1.A Ten-Year Kuala Lumpur Review on Laser Posterior Cordectomy for Bilateral Vocal Fold Immobility
Azman Mawaddah ; Mat Baki Marina ; Sawali Halimuddin ; Mohd Yunus Mohd Razif ; Sani Abdullah
Malaysian Journal of Medical Sciences 2016;23(4):65-70
Bilateral vocal fold immobility (BVFI) is commonly caused by injury to the recurrent
laryngeal nerve (RLN) and leads to stridor and dyspnea of varying onsets. A retrospective study
was done at the Department of Otorhinolaryngology of Universiti Kebangsaan Malaysia Medical
Centre on laser microsurgical posterior cordectomy for BVFI. The objectives were to identify
the average duration of onset of stridor from the time of insult and to evaluate the outcome of
laser posterior cordectomy as a surgical option. From 1997 to 2007, a total of 31 patients with
BVFI were referred for surgery. Twelve patients had tracheostomy done prior to the procedure,
whereas 19 patients were without tracheostomy. Ten patients were successfully decannulated,
and only 4 patients had complications related to the procedure. The minimum onset of stridor
was 7 months, maximum onset of stridor was 28 years, and the mean onset of stridor was 8.7
years. The commonest complication observed was posterior glottic adhesion following bilateral
posterior cordectomy. Laser endolaryngeal posterior cordectomy is an excellent surgical option
as it enables successful decannulation or avoidance of tracheostomy in patients with BVFI. The
onset of stridor took years after the insult to the recurrent laryngeal nerves.
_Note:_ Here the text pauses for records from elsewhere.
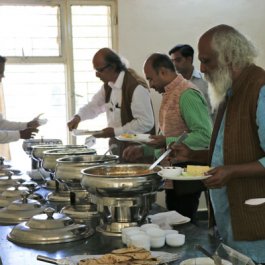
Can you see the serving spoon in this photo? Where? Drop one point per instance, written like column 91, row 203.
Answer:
column 217, row 260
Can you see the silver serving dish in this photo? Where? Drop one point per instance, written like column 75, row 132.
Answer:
column 49, row 228
column 20, row 210
column 121, row 180
column 68, row 169
column 38, row 150
column 50, row 156
column 29, row 143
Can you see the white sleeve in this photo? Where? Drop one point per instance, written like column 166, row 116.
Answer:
column 93, row 108
column 9, row 136
column 142, row 111
column 11, row 125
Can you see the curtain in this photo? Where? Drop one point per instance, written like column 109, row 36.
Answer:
column 4, row 148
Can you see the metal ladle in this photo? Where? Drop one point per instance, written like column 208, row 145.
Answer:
column 217, row 260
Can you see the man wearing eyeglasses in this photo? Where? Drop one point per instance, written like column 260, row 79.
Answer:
column 124, row 97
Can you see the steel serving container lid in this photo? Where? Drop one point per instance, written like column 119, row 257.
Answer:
column 38, row 150
column 50, row 156
column 29, row 143
column 69, row 168
column 20, row 210
column 121, row 180
column 49, row 228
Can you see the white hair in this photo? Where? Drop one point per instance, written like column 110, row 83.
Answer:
column 233, row 48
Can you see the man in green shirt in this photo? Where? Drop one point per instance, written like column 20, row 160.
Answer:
column 183, row 108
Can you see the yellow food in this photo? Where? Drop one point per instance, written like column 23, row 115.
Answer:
column 128, row 135
column 123, row 256
column 196, row 170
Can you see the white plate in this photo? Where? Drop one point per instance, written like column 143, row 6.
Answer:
column 141, row 137
column 182, row 177
column 73, row 260
column 76, row 132
column 203, row 261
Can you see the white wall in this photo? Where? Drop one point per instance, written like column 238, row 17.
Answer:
column 147, row 26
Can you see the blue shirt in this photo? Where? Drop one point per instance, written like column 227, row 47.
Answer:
column 219, row 199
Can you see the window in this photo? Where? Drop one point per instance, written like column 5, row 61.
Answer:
column 49, row 48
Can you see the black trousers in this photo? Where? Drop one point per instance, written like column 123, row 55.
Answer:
column 186, row 204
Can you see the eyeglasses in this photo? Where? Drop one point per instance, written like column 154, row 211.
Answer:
column 102, row 69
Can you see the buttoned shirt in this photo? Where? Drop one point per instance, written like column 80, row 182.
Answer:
column 143, row 117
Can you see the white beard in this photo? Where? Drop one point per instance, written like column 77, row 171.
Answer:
column 219, row 82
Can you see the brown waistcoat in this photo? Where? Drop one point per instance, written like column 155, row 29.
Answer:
column 241, row 145
column 130, row 82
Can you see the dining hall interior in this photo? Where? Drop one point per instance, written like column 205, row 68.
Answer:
column 49, row 46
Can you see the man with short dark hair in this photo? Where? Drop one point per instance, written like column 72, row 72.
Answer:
column 124, row 96
column 182, row 56
column 183, row 108
column 11, row 131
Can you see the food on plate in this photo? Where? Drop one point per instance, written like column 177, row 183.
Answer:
column 123, row 256
column 196, row 170
column 128, row 135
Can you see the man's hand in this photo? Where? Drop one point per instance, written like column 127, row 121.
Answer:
column 33, row 124
column 132, row 153
column 158, row 141
column 105, row 133
column 28, row 133
column 219, row 176
column 72, row 124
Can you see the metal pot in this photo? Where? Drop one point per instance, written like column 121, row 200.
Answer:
column 121, row 180
column 49, row 228
column 50, row 156
column 68, row 169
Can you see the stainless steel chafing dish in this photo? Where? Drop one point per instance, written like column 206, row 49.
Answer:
column 69, row 168
column 121, row 180
column 50, row 156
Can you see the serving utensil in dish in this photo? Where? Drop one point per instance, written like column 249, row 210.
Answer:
column 182, row 137
column 217, row 260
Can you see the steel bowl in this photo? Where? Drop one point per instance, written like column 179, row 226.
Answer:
column 68, row 169
column 50, row 156
column 121, row 180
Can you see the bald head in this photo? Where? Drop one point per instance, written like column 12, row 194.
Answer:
column 109, row 57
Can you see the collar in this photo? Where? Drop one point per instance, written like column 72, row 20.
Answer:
column 196, row 73
column 174, row 83
column 118, row 82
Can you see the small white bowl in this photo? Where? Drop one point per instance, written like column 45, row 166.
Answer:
column 131, row 234
column 127, row 230
column 157, row 237
column 175, row 240
column 171, row 231
column 146, row 227
column 171, row 172
column 140, row 241
column 202, row 261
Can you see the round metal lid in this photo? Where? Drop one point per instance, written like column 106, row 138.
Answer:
column 20, row 210
column 49, row 228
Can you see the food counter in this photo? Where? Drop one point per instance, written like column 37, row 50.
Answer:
column 12, row 253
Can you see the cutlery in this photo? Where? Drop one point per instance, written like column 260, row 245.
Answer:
column 182, row 137
column 255, row 201
column 47, row 259
column 108, row 151
column 217, row 260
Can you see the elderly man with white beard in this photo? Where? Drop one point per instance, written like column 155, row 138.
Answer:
column 237, row 150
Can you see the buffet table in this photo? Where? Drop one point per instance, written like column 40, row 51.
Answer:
column 12, row 253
2.Acute Tonsillitis With Concurrent Kikuchi’s Disease as a Cause of Persistent Lymphadenopathy
Halimuddin Sawali ; Primuharsa Putra Sabir Husin Athar ; Mazita Ami ; Nor Hasni Shamsudin ; Gopalan Nair
Malaysian Journal of Medical Sciences 2009;16(4):73-76
We present a young adult female with symptoms of acute tonsillitis and tender cervical
lymphadenopathy. Despite a full course of oral antibiotics, she had persistent left lower cervical
lymphadenopathy measuring 2.0 x 1.5 cm at 2 weeks post-treatment. Rigid and flexible scope
examinations did not reveal any abnormalities in the nasopharynx, oropharynx or hypopharynx.
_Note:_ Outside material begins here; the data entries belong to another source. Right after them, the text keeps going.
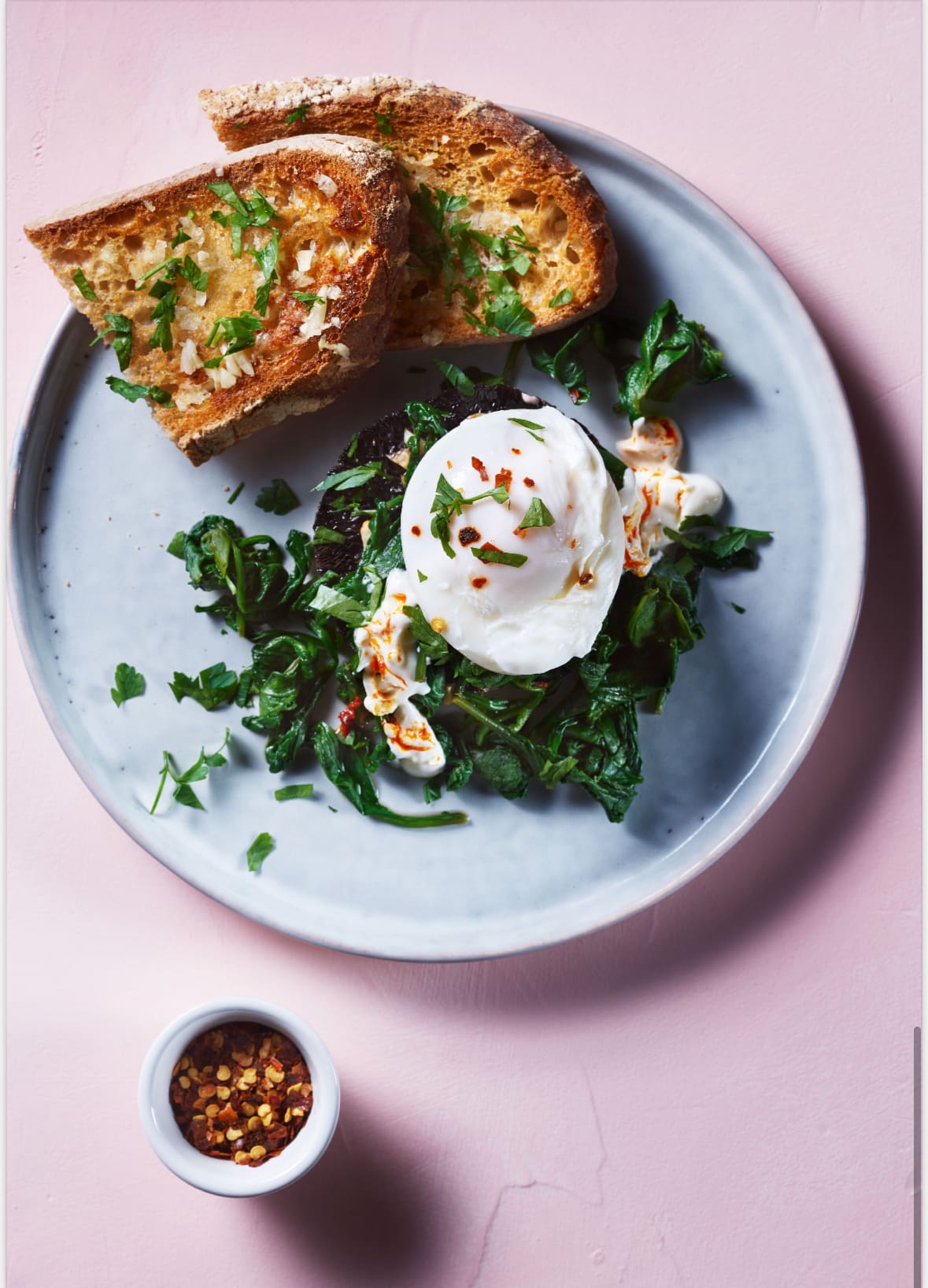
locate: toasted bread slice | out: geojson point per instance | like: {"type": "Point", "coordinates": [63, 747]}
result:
{"type": "Point", "coordinates": [510, 184]}
{"type": "Point", "coordinates": [324, 216]}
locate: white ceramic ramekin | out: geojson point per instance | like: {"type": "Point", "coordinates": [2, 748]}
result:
{"type": "Point", "coordinates": [218, 1175]}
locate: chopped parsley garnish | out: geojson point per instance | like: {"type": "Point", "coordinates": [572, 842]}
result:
{"type": "Point", "coordinates": [537, 516]}
{"type": "Point", "coordinates": [532, 425]}
{"type": "Point", "coordinates": [194, 275]}
{"type": "Point", "coordinates": [385, 119]}
{"type": "Point", "coordinates": [253, 213]}
{"type": "Point", "coordinates": [564, 365]}
{"type": "Point", "coordinates": [134, 392]}
{"type": "Point", "coordinates": [277, 498]}
{"type": "Point", "coordinates": [448, 502]}
{"type": "Point", "coordinates": [128, 683]}
{"type": "Point", "coordinates": [83, 285]}
{"type": "Point", "coordinates": [452, 254]}
{"type": "Point", "coordinates": [239, 332]}
{"type": "Point", "coordinates": [488, 554]}
{"type": "Point", "coordinates": [346, 479]}
{"type": "Point", "coordinates": [294, 792]}
{"type": "Point", "coordinates": [265, 258]}
{"type": "Point", "coordinates": [504, 308]}
{"type": "Point", "coordinates": [169, 267]}
{"type": "Point", "coordinates": [180, 236]}
{"type": "Point", "coordinates": [213, 688]}
{"type": "Point", "coordinates": [259, 850]}
{"type": "Point", "coordinates": [456, 378]}
{"type": "Point", "coordinates": [198, 771]}
{"type": "Point", "coordinates": [162, 315]}
{"type": "Point", "coordinates": [121, 330]}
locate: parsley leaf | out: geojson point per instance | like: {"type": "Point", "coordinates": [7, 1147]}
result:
{"type": "Point", "coordinates": [162, 315]}
{"type": "Point", "coordinates": [259, 850]}
{"type": "Point", "coordinates": [563, 365]}
{"type": "Point", "coordinates": [265, 258]}
{"type": "Point", "coordinates": [675, 353]}
{"type": "Point", "coordinates": [239, 332]}
{"type": "Point", "coordinates": [83, 285]}
{"type": "Point", "coordinates": [128, 683]}
{"type": "Point", "coordinates": [434, 646]}
{"type": "Point", "coordinates": [456, 378]}
{"type": "Point", "coordinates": [198, 771]}
{"type": "Point", "coordinates": [350, 478]}
{"type": "Point", "coordinates": [532, 425]}
{"type": "Point", "coordinates": [277, 498]}
{"type": "Point", "coordinates": [504, 308]}
{"type": "Point", "coordinates": [121, 330]}
{"type": "Point", "coordinates": [537, 516]}
{"type": "Point", "coordinates": [213, 688]}
{"type": "Point", "coordinates": [385, 119]}
{"type": "Point", "coordinates": [729, 550]}
{"type": "Point", "coordinates": [194, 275]}
{"type": "Point", "coordinates": [255, 213]}
{"type": "Point", "coordinates": [448, 502]}
{"type": "Point", "coordinates": [134, 392]}
{"type": "Point", "coordinates": [502, 557]}
{"type": "Point", "coordinates": [294, 792]}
Tuberculosis tests were negative and blood index results were normal. Fine needle aspiration cytology
revealed a non-specific granulomatous inflammatory process. Excisional lymph node biopsy was
performed, and the patient was diagnosed as having Kikuchi’s Disease (KD). We would like to highlight
the diagnostic challenges in detecting this condition and the importance of differentiating KD from
tuberculosis and malignant lymphoma, the latter of which requires aggressive treatment.